Тягостный озноб пробрал вдруг Оборвыша: он узнал этих людей. Сборщики солдат. Те самые, вчерашние. Пытаться бежать было бесполезно. Совершенно бесполезно.
Предвкушая хорошее развлечение, стражники окружили лиственник. Крупные, мускулистые, накормленные, они не сомневались в своём предназначении, они хозяйски ухмылялись и сладко рыгали вчерашним огненным дурманом. Господин младший воевода с удовольствием сказал:
— Парень, мы так давно тебя искали. Ноги все сбили. И где это ты пропадал?

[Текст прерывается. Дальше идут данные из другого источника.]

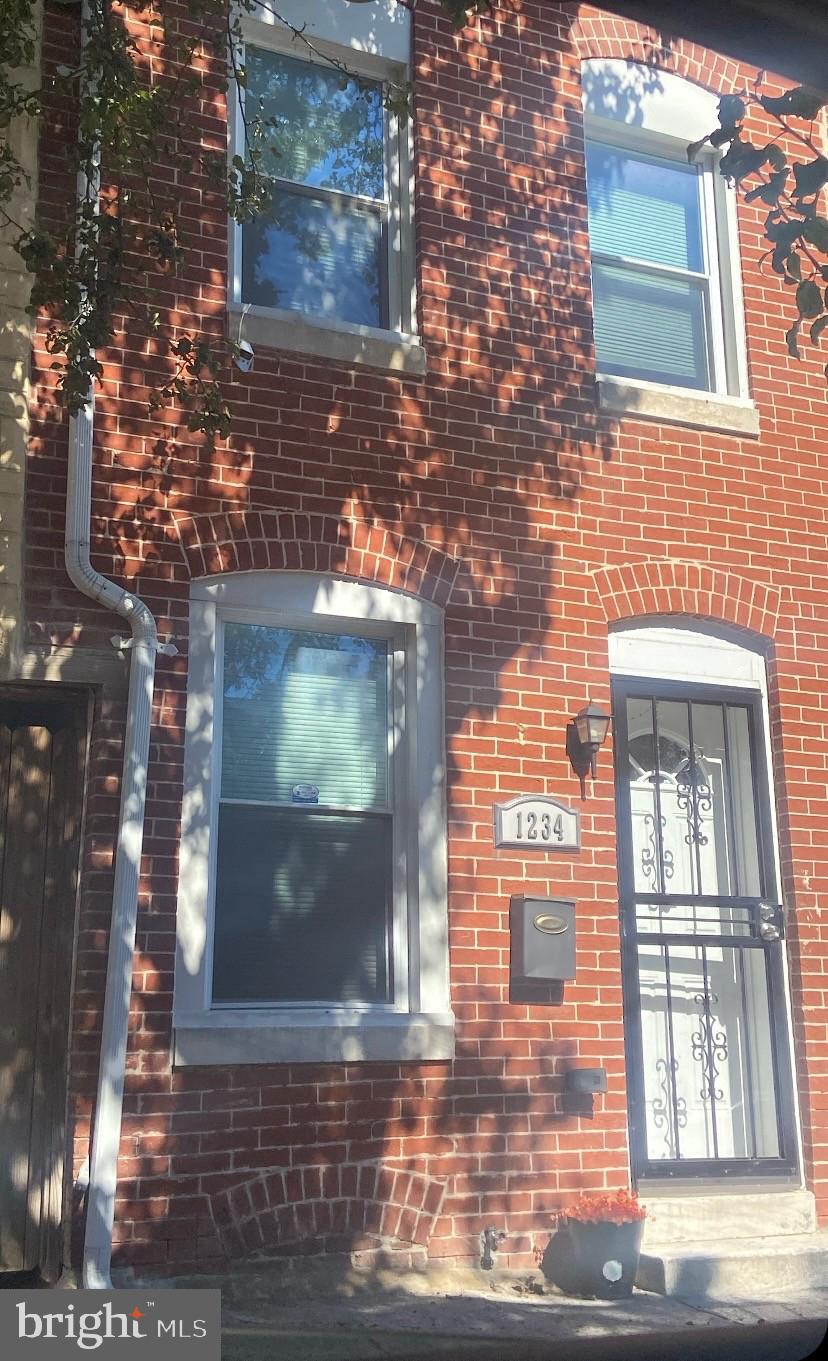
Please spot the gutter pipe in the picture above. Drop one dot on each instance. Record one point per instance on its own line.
(143, 644)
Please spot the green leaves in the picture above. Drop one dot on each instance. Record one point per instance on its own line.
(809, 298)
(800, 102)
(794, 229)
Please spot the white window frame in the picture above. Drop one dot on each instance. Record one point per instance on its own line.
(417, 1022)
(394, 346)
(628, 109)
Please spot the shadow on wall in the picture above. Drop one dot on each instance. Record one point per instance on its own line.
(482, 460)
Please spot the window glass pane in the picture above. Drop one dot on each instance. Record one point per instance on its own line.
(315, 256)
(304, 709)
(644, 207)
(330, 128)
(650, 327)
(303, 907)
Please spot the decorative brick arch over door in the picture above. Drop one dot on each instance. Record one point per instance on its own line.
(247, 540)
(639, 589)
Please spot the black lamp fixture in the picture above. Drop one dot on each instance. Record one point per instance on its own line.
(586, 734)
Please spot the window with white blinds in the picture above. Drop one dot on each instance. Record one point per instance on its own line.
(655, 290)
(323, 245)
(304, 864)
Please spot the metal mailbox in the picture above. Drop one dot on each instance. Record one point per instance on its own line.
(542, 938)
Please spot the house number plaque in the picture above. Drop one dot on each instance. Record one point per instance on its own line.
(535, 822)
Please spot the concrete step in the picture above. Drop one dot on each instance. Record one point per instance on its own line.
(726, 1214)
(721, 1269)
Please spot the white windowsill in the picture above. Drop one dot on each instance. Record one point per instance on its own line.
(375, 349)
(312, 1036)
(677, 406)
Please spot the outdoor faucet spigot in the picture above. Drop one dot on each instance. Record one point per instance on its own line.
(490, 1240)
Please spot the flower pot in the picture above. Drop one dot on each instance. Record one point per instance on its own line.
(605, 1256)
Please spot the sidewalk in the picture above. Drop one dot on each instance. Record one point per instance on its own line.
(503, 1324)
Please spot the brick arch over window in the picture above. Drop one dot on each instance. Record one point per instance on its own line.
(245, 540)
(655, 588)
(598, 34)
(365, 1207)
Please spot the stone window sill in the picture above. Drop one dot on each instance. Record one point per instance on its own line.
(218, 1037)
(677, 406)
(335, 340)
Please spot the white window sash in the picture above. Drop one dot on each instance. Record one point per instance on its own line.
(398, 304)
(396, 728)
(725, 320)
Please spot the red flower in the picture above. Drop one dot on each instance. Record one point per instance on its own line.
(608, 1207)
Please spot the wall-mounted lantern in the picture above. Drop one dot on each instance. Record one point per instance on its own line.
(586, 734)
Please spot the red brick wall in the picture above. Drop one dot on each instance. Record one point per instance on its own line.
(493, 486)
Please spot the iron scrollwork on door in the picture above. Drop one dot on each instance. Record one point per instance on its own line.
(708, 1047)
(695, 796)
(653, 851)
(669, 1109)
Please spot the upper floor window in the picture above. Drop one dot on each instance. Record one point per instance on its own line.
(327, 267)
(323, 245)
(666, 289)
(655, 287)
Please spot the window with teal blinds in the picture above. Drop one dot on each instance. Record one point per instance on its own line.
(650, 267)
(304, 874)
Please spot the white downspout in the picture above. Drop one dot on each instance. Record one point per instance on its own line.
(106, 1128)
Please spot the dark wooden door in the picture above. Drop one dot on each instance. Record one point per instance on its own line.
(42, 757)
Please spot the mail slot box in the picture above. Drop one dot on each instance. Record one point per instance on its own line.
(542, 938)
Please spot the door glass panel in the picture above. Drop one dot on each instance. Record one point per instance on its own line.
(693, 809)
(708, 1059)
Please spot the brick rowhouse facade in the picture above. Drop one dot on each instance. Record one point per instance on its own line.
(496, 489)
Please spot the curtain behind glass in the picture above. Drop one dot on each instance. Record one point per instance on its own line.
(304, 708)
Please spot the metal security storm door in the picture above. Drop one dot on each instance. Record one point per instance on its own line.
(708, 1060)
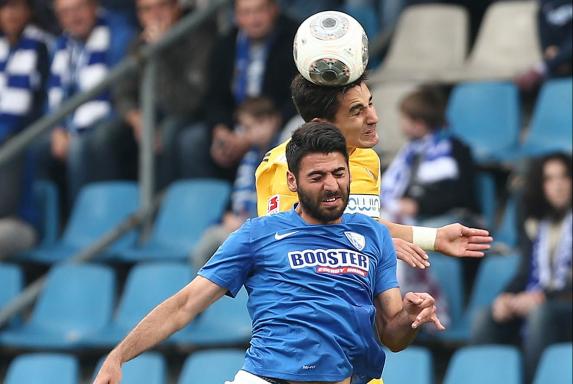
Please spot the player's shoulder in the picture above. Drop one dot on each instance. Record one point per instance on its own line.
(271, 222)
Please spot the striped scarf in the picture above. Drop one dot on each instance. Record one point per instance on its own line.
(435, 163)
(544, 274)
(20, 78)
(76, 68)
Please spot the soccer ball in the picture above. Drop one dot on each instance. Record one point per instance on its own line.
(330, 48)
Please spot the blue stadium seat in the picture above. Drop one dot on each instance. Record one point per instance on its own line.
(398, 366)
(11, 284)
(492, 364)
(211, 367)
(556, 365)
(99, 208)
(552, 121)
(366, 15)
(76, 300)
(226, 322)
(47, 203)
(486, 116)
(505, 236)
(147, 285)
(486, 195)
(148, 368)
(188, 209)
(448, 273)
(43, 368)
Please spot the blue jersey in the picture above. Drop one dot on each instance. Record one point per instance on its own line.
(311, 291)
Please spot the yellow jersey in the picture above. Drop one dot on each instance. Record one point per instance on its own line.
(273, 195)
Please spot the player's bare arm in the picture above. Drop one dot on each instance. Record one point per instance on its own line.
(165, 319)
(453, 240)
(398, 320)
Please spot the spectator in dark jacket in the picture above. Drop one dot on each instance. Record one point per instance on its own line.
(180, 86)
(555, 25)
(535, 309)
(253, 59)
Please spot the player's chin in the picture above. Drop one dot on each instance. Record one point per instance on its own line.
(369, 140)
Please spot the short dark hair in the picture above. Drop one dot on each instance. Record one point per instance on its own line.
(535, 204)
(426, 104)
(318, 101)
(314, 137)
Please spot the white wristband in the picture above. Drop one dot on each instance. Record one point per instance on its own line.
(424, 237)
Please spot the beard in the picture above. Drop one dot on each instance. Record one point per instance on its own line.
(313, 207)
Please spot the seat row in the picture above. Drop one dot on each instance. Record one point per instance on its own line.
(493, 364)
(203, 367)
(76, 309)
(431, 43)
(188, 208)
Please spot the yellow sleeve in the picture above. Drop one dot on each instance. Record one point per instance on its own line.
(273, 195)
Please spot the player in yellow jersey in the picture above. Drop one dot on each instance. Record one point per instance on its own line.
(350, 108)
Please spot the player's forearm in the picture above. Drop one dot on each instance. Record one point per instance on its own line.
(400, 231)
(159, 324)
(398, 333)
(421, 236)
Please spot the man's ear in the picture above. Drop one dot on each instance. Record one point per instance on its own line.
(291, 181)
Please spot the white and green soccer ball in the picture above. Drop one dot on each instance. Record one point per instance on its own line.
(331, 48)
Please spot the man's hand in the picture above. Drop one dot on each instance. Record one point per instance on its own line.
(110, 371)
(422, 309)
(410, 253)
(460, 241)
(60, 143)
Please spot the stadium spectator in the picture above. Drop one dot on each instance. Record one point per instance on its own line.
(555, 26)
(431, 178)
(261, 123)
(429, 182)
(24, 66)
(253, 59)
(180, 83)
(535, 308)
(327, 321)
(89, 140)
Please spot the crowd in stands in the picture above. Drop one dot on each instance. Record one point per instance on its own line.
(222, 100)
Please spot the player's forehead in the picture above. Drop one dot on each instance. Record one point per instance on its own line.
(322, 162)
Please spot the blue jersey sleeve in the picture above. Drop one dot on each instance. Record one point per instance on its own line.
(386, 270)
(233, 261)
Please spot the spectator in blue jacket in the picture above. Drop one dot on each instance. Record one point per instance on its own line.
(23, 72)
(88, 140)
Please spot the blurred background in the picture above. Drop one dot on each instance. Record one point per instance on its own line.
(130, 131)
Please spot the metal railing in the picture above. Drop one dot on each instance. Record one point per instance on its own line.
(148, 203)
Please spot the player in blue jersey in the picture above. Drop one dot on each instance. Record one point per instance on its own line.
(323, 294)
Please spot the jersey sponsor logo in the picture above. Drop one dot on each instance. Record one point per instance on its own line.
(356, 239)
(332, 261)
(274, 204)
(280, 237)
(366, 204)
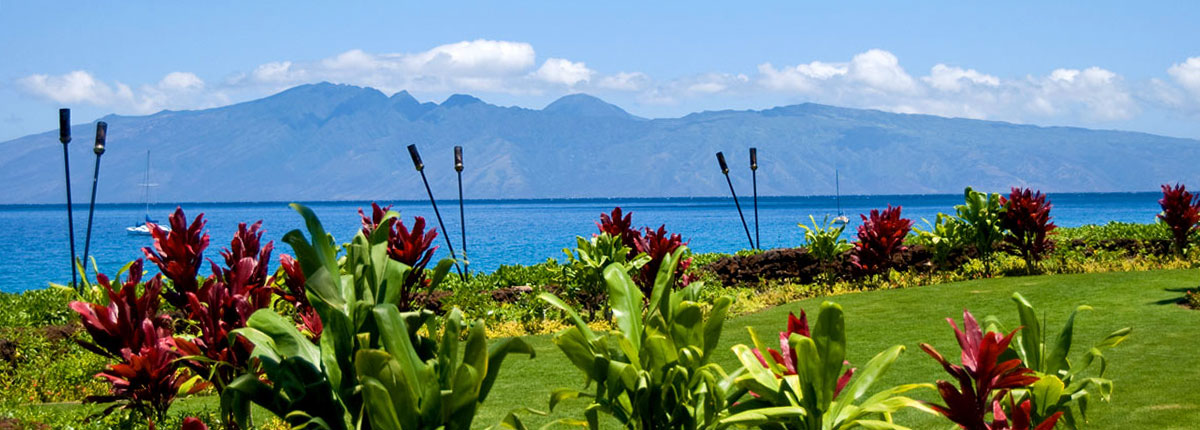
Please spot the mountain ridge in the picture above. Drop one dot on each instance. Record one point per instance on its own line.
(325, 141)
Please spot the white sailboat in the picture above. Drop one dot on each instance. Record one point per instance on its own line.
(841, 219)
(142, 227)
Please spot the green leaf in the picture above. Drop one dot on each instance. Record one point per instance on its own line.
(625, 300)
(829, 338)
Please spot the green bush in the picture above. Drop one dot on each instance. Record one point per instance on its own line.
(823, 240)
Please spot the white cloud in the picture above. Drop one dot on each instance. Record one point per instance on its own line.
(1187, 75)
(881, 70)
(625, 82)
(869, 79)
(559, 71)
(948, 78)
(177, 89)
(77, 87)
(804, 78)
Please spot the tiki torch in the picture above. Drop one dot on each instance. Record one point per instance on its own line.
(101, 135)
(754, 181)
(65, 137)
(462, 219)
(725, 169)
(420, 168)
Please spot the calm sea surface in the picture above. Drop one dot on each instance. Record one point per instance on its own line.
(34, 238)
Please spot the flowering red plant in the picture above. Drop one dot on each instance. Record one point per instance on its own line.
(377, 215)
(225, 303)
(148, 378)
(293, 279)
(621, 227)
(1181, 211)
(1026, 218)
(880, 237)
(118, 326)
(414, 249)
(192, 423)
(246, 258)
(786, 357)
(179, 254)
(983, 381)
(658, 245)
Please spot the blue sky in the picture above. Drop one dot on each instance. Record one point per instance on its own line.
(1095, 64)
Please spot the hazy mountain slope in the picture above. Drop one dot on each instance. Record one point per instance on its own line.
(341, 142)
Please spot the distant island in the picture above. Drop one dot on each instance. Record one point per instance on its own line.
(329, 142)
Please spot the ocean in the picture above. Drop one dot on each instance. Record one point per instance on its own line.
(34, 246)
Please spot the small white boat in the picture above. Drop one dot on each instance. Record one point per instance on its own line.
(143, 228)
(841, 219)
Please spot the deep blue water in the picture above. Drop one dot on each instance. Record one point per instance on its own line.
(34, 238)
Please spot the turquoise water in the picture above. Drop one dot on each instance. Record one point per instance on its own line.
(34, 239)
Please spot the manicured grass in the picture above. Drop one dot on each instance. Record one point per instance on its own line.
(1157, 371)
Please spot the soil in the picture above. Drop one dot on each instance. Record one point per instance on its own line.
(797, 264)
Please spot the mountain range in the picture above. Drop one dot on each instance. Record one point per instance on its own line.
(329, 142)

— В лесу, — кротко ответил Оборвыш.
Стражник мягко покивал.
— Я так и думал. Сначала-то мы тебя по дороге ловили, — он ткнул пальцем в сторону города, — но потом поняли, что там тебя нет. Решили вернуться. Мы обязательно должны были тебя найти, очень уж ты нас обидел, — голос его сделался пугающе радостным. — Сожги меня сияние! И мы тебя нашли.
Оборвыш молча стоял, прижимаясь спиной к тёплой податливой коре. Выхода не было — он отчётливо сознавал эту раздирающую душу истину. Теперь выхода не было точно. Рыдай, падай на колени, целуй врагам ноги, умой лицо грязью… Ну же, Оборвыш!